Getting to the championship is a big deal, and it’s a goal the Cavaliers have worked hard to achieve.
They aren’t satisfied, though.
There is one more step to take, one more achievement to unlock.
The Cavaliers want to win it all, to bring a championship trophy back to Troup County.
Standing in Callaway’s way is a Fitzgerald team that has been rolling.
Fitzgerald (14-0) has not been tested in four playoff games, and it is coming off a 24-0 thumping of Jefferson County in the semifinals.
It’ll be a showdown between two confident teams playing their best, but only one of them will be celebrating when the clock hits zero.
“Fitzgerald is very well-coached,” Wiggins said. “Coach (Tucker Pruitt) and his staff do a phenomenal job. They’ve got a lot of great players, explosive players, on both sides of the ball. Their special teams are really good. So, there’s a reason why they’re 14-0 and the number one team in the state. But our guys are excited about the opportunity to play, and to have the opportunity to be in the state championship game. So, there’ll be many challenges on Tuesday during the game. We have to keep preparing, and when opportunity comes, we have to take advantage of it on the field, and we have to take advantage of the momentum swings, and when it goes against us, we have to be able to handle it. Obviously they have explosive players, so there’ll be those situations that we have to handle. If we’re able to do that, we should be successful.”

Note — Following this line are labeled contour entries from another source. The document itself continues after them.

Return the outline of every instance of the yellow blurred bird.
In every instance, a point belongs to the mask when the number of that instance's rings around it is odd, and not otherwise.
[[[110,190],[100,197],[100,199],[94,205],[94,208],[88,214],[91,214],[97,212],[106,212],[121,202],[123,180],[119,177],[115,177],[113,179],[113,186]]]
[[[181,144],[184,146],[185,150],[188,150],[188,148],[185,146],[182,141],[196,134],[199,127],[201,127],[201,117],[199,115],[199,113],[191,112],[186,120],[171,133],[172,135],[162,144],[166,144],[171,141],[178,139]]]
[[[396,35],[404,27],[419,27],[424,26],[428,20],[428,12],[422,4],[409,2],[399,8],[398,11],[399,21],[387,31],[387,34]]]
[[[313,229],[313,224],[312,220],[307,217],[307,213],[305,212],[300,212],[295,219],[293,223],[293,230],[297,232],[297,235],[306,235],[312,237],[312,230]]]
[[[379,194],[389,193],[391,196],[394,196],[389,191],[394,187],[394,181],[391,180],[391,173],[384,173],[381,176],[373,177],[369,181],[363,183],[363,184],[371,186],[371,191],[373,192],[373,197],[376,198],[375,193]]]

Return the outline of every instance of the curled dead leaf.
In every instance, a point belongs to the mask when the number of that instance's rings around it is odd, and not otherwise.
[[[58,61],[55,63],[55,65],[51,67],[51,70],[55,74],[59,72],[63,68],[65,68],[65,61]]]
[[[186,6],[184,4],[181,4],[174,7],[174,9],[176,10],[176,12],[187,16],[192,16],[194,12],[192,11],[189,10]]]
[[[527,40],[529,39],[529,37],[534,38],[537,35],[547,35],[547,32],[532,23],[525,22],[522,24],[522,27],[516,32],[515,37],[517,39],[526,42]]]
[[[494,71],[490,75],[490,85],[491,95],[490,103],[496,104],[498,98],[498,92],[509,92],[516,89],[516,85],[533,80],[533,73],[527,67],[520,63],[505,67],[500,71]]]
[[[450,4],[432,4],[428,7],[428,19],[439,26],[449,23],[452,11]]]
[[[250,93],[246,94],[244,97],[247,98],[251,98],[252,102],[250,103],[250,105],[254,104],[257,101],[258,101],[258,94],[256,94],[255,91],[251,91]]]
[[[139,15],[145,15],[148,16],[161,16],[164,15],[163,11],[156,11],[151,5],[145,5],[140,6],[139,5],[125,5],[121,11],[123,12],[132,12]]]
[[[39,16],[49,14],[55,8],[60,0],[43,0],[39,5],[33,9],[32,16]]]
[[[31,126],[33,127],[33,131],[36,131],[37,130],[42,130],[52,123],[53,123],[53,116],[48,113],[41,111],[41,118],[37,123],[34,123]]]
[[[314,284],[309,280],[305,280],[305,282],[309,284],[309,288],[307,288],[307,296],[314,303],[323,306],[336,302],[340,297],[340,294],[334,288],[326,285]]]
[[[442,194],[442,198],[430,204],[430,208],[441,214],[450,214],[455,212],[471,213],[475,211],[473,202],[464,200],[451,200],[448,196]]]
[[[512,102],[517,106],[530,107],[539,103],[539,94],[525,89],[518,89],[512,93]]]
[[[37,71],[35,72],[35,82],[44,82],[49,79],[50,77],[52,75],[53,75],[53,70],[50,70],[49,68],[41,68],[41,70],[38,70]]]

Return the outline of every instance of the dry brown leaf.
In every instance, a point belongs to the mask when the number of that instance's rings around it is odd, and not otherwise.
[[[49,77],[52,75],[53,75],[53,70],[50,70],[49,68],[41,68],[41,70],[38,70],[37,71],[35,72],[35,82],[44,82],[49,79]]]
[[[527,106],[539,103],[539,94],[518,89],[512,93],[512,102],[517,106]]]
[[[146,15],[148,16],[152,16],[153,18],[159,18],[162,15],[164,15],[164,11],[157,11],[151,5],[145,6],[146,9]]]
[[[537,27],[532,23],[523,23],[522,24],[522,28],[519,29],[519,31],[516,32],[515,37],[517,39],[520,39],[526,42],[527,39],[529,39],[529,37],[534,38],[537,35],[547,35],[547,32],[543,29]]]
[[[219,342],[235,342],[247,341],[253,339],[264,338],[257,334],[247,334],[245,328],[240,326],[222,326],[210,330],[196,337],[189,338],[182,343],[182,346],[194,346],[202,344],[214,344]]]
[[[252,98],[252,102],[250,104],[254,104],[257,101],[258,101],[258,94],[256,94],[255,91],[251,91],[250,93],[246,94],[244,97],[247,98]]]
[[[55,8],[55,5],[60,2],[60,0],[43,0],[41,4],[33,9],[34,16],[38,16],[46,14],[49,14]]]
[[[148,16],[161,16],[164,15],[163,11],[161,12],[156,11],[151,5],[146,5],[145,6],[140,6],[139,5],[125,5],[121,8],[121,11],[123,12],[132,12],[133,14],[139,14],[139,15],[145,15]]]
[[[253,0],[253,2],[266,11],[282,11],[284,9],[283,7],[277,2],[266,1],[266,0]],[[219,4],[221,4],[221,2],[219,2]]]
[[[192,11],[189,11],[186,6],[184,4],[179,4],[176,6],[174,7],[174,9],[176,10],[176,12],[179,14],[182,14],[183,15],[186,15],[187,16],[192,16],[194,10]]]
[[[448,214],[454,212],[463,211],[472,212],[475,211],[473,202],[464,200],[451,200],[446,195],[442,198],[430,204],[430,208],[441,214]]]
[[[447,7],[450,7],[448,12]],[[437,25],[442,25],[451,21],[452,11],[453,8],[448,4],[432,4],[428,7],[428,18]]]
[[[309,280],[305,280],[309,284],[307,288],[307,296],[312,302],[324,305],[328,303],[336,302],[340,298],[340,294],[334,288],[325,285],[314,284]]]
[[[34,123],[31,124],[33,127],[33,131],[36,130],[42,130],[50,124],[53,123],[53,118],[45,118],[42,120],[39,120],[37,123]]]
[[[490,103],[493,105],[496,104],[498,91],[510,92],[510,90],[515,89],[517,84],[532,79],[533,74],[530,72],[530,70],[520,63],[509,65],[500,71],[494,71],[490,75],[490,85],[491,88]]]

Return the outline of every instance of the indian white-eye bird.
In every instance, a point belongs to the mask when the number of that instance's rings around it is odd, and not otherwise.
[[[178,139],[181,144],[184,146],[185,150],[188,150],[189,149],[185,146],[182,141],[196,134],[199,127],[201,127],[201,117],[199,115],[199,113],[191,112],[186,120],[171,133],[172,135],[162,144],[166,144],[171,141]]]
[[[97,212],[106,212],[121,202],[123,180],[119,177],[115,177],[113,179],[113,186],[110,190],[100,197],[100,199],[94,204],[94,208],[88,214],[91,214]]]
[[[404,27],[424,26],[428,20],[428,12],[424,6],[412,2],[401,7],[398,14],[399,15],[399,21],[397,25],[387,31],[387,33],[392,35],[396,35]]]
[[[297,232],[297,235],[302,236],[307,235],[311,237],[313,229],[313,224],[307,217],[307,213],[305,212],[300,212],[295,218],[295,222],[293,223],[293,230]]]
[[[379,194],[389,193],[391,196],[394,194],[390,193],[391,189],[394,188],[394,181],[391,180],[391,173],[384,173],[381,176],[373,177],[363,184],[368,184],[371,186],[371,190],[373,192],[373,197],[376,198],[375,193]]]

Whatever happens, the players will be ready for it.
It’s unlikely they will be confronted with anything they haven’t seen before, either during a game, or during the challenging practices.
“Our coaches, they put us through every situation in practice,” Gilbert said. “When it comes up in a game, we just know how to react and play ball.”
Dixon, echoing Gilbert’s thoughts, said “we’ve seen it all. We don’t lose our focus in those kind of moments. We’ve been here. We know what to do. We know how to handle any situation.”
So it’s time to play ball, to put the shoulder pads on one last time, and try to end a spectacular season in style. One way or another, the final chapter of the story will be written on Tuesday.
“We’re the first team in Callaway’s history to make it, to go to the state championship,” said senior defensive lineman Caden Prather. “The seasons before ended in heartbreaks, and hopefully we can change that story.”